Así pues, ¿por qué es necesario un
movimiento antiguerra en estos momentos? Hay que reconocer que casi nunca un
movimiento antiguerra civil, por muy masivo que fuera, ha sido capaz de detener
una guerra. Desde el comienzo de la primera guerra mundial tuvieron que pasar
más de tres años de muerte y destrucción a gran escala para que los defensores
de la “paz sin anexiones ni indemnizaciones” dejaran de constituir una minoría
marginal en los distintos países y configuraran una fuerza capaz de cambiar el
curso de los acontecimientos. El conocido movimiento contra la intervención de
EE UU en Vietnam intentó ganarse a la opinión pública occidental durante casi
una década antes de que un nuevo presidente, a la vista de las graves pérdidas,
pudiera emprender la retirada de las tropas. Finalmente, en febrero de 2003 el
gobierno de Tony Blair se pasó por el forro la manifestación contra la invasión
de Irak más grande de la historia (con más de un millón de participantes), que
tuvo lugar en Londres.
Sin embargo, incluso en estos casos
en que estaba nadando contra la corriente, el movimiento antiguerra desempeñaba
una función muy importante: decir la verdad. La propaganda del Estado, que ha
demostrado en los últimos meses su poder colosal, no solo miente por mentir: en
condiciones de “unidad en tiempos de guerra”, la mentira se convierte en la
continuación directa de la acción militar y constituye el principal instrumento
para reforzar el “frente interno”. Y la confianza en esa mentira y la simpatía
con su propagación se convierten en una virtud civil, en una comprensión
responsable del “interés del Estado”, del que cada ciudadano y ciudadana
comienza a considerarse un agente. En los últimos meses, muchos de nosotros
hemos descubierto que solo podemos saber la verdad con la ayuda de la
comparación con las mentiras de guerra que emiten los dos bandos enfrentados.

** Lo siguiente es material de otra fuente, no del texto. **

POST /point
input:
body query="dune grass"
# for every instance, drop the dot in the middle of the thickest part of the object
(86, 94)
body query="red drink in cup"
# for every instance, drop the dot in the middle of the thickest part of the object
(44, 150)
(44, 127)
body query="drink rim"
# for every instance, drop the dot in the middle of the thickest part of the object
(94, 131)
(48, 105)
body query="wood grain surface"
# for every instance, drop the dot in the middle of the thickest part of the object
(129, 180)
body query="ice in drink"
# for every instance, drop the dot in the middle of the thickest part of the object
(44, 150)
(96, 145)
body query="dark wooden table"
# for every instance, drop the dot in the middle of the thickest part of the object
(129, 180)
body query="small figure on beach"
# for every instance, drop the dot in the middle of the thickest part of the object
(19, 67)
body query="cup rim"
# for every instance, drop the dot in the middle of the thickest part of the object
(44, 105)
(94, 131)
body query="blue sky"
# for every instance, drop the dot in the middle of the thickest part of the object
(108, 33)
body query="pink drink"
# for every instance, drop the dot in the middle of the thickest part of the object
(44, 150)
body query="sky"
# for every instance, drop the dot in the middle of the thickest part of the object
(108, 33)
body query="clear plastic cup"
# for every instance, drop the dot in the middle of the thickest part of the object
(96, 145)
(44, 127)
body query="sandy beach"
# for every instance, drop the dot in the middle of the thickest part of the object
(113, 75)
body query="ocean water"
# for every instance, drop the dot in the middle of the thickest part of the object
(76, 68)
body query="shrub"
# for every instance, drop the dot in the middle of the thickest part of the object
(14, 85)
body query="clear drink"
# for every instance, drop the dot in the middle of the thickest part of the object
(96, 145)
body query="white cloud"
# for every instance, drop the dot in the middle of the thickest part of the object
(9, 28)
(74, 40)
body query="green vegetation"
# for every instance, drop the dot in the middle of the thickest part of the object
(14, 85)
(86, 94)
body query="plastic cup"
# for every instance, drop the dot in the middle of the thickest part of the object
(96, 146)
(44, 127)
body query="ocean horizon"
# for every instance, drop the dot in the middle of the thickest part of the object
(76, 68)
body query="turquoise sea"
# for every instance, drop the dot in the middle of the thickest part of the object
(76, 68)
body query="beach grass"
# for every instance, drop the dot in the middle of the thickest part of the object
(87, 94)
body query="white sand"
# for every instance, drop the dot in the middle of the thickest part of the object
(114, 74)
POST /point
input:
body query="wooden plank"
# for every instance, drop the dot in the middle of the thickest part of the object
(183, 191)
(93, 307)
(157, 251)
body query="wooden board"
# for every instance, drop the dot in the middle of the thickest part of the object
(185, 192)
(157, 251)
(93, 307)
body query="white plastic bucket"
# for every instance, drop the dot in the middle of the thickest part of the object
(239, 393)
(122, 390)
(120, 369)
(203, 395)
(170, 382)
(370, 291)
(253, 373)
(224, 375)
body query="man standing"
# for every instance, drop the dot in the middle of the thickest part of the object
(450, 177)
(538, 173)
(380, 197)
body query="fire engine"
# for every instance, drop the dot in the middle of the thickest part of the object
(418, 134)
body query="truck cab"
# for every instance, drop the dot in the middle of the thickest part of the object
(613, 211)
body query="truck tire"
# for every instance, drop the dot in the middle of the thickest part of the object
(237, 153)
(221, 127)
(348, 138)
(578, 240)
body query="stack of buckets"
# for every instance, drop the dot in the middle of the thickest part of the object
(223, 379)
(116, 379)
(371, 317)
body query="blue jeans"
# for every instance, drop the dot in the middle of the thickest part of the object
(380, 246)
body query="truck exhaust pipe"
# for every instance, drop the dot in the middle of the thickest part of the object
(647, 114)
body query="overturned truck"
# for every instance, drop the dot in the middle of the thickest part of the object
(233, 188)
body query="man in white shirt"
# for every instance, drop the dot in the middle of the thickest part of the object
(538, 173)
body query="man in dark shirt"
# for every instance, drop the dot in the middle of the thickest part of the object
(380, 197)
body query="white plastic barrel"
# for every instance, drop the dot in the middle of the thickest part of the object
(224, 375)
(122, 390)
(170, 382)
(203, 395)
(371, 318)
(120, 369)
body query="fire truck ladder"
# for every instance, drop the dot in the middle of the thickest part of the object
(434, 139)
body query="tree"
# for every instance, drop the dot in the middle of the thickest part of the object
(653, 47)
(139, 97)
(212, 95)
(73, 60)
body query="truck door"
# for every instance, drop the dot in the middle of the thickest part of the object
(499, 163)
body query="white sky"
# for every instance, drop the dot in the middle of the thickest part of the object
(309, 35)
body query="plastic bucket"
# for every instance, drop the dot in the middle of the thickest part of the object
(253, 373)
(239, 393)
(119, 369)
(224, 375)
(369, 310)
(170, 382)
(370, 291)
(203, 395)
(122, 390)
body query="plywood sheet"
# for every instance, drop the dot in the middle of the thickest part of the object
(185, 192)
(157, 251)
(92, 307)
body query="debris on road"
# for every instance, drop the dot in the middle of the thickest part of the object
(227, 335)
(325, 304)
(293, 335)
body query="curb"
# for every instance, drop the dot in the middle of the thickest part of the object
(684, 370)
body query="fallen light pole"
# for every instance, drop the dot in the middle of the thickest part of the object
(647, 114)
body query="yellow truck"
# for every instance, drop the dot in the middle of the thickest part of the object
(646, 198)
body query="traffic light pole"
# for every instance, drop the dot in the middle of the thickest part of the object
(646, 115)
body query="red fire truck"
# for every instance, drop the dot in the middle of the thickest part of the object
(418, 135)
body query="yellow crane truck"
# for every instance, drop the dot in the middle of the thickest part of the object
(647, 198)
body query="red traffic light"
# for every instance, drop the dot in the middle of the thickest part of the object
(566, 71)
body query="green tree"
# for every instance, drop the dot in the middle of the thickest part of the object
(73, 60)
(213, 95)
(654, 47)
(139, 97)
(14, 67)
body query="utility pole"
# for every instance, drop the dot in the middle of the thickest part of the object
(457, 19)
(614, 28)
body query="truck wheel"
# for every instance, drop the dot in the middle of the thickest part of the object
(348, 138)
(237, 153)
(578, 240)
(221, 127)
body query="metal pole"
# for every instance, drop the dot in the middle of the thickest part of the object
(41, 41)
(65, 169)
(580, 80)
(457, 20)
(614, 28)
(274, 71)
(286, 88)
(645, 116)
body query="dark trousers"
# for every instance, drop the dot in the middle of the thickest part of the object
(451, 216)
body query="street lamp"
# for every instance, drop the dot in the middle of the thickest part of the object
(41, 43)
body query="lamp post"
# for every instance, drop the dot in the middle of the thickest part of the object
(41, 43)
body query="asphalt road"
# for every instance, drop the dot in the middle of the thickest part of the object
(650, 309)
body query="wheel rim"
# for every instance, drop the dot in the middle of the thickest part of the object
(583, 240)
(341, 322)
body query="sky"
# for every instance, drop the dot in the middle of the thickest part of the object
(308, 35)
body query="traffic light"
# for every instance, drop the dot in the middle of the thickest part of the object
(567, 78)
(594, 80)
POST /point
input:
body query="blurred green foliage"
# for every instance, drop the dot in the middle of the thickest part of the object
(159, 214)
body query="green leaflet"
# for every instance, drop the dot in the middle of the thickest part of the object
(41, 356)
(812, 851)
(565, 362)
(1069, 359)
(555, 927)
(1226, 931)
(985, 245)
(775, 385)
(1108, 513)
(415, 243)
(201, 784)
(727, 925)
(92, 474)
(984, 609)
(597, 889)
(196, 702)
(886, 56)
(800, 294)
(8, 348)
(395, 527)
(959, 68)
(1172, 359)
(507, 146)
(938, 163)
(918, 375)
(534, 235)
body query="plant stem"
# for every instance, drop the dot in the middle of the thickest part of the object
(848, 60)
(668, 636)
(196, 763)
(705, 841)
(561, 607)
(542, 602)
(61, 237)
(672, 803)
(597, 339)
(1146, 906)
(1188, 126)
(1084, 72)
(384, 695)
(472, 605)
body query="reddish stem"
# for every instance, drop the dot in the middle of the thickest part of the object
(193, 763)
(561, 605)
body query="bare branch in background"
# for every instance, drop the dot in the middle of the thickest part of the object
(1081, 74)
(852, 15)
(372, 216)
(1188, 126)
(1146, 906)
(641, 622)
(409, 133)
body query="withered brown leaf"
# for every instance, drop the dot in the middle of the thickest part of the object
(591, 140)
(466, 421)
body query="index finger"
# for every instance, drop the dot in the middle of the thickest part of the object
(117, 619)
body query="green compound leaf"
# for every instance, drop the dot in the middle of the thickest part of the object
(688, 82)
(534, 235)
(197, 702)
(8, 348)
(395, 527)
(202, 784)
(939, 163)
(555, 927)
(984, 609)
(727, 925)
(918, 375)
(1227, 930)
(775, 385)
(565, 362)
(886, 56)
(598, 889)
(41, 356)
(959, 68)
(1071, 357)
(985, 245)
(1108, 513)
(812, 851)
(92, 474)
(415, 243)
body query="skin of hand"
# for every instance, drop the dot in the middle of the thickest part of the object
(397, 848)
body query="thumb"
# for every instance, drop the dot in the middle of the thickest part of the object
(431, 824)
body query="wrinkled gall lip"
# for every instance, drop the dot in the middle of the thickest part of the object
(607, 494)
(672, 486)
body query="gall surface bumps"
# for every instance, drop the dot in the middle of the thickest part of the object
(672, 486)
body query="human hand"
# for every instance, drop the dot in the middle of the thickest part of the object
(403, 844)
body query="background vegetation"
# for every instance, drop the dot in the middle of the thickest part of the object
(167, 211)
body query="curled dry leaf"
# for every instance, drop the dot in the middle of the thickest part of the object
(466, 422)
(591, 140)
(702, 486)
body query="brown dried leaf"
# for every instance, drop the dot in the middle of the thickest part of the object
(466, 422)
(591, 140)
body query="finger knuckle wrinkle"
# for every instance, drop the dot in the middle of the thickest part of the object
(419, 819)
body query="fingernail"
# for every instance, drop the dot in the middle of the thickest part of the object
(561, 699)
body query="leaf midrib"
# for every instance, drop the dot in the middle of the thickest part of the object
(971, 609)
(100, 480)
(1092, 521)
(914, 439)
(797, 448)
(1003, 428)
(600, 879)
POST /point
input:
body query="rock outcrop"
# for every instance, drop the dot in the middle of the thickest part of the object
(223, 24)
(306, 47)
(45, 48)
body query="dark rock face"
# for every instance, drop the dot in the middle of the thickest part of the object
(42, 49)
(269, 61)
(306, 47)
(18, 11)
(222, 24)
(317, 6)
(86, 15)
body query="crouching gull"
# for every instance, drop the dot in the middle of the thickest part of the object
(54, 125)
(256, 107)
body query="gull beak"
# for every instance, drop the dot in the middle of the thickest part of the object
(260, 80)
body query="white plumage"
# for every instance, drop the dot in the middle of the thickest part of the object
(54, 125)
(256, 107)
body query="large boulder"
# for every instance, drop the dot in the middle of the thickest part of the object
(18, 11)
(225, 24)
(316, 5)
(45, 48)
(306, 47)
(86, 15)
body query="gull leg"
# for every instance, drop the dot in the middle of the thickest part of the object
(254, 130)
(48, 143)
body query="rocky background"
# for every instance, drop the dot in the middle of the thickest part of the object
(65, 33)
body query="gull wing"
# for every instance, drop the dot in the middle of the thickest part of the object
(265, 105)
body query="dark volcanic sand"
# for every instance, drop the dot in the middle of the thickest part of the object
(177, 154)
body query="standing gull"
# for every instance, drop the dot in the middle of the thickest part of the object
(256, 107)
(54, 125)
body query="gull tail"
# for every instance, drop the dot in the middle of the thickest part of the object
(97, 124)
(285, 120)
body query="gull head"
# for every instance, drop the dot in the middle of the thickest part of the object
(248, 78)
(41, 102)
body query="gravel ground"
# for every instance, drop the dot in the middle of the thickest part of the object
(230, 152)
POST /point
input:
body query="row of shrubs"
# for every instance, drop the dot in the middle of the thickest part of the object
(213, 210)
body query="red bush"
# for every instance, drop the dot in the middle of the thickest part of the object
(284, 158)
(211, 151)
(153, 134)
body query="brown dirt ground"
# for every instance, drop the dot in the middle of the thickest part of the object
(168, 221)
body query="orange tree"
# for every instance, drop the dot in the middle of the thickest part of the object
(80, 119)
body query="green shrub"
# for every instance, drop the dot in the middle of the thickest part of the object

Hoy por hoy, este es el único método disponible, aunque encierra un peligro
enorme: en cualquier momento uno de los dos bandos puede empezar a sonar más
convincente.
El movimiento antiguerra, si
realmente desea reintroducir el desacuerdo en la sociedad, debería mantener una
“tercera posición”. Las víctimas, los derrotados e intimidados, todas las
personas cuya voz propia ha sido acallada por la “unidad en tiempos de guerra”,
deben recobrar la voz en el seno del movimiento antiguerra. Este movimiento no
debería determinar el mayor o menor grado de responsabilidad de cada bando, no
debería “comprender el punto de vista” de quienes jamás han asumido nuestro
punto de vista. Exactamente por esta razón, en la situación actual el movimiento
antiguerra en Rusia, cuando protesta contra su propio gobierno, puede ser
honesto y eficaz hasta el final si va de la mano con el mismo tipo de
movimiento en Ucrania. Tanto en Moscú como en Kiev debemos cuestionar
permanentemente el derecho del Estado a monopolizar la representación de “la
nación”.
Esta “tercera posición” –apenas
escuchada, casi inadvertida– puede perderse fácilmente en el patetismo
humanista de los portadores voluntarios o involuntarios de la mentira del
“interés del Estado”. Si un análisis de la situación en Donbás prescinde
totalmente de la interferencia de Rusia y los acontecimientos se interpretan
exclusivamente en términos de “guerra civil” en que el gobierno de los
oligarcas de Kiev lucha contra su propio pueblo, en el análisis contrario todo
se reduce a una intervención oculta de Rusia y por consiguiente todos los
elementos del conflicto interior desaparecen, y entonces nos encontramos con
una nueva variante de la “astucia de guerra”. Decir la verdad no solo significa
desenmascarar la propaganda, sino también denunciar los motivos del conflicto
militar: la lucha por el gasto militar, la redistribución de los mercados y las
tierras, la determinación de ganar el control absoluto sobre los de abajo en
interés de la elite. Hace cien años, este mensaje, aparentemente radical,
utópico e ingenuo, acabó cambiando el mundo. Y este hecho puede aportar, ojalá,
un grano de esperanza en nuestro mundo desesperado.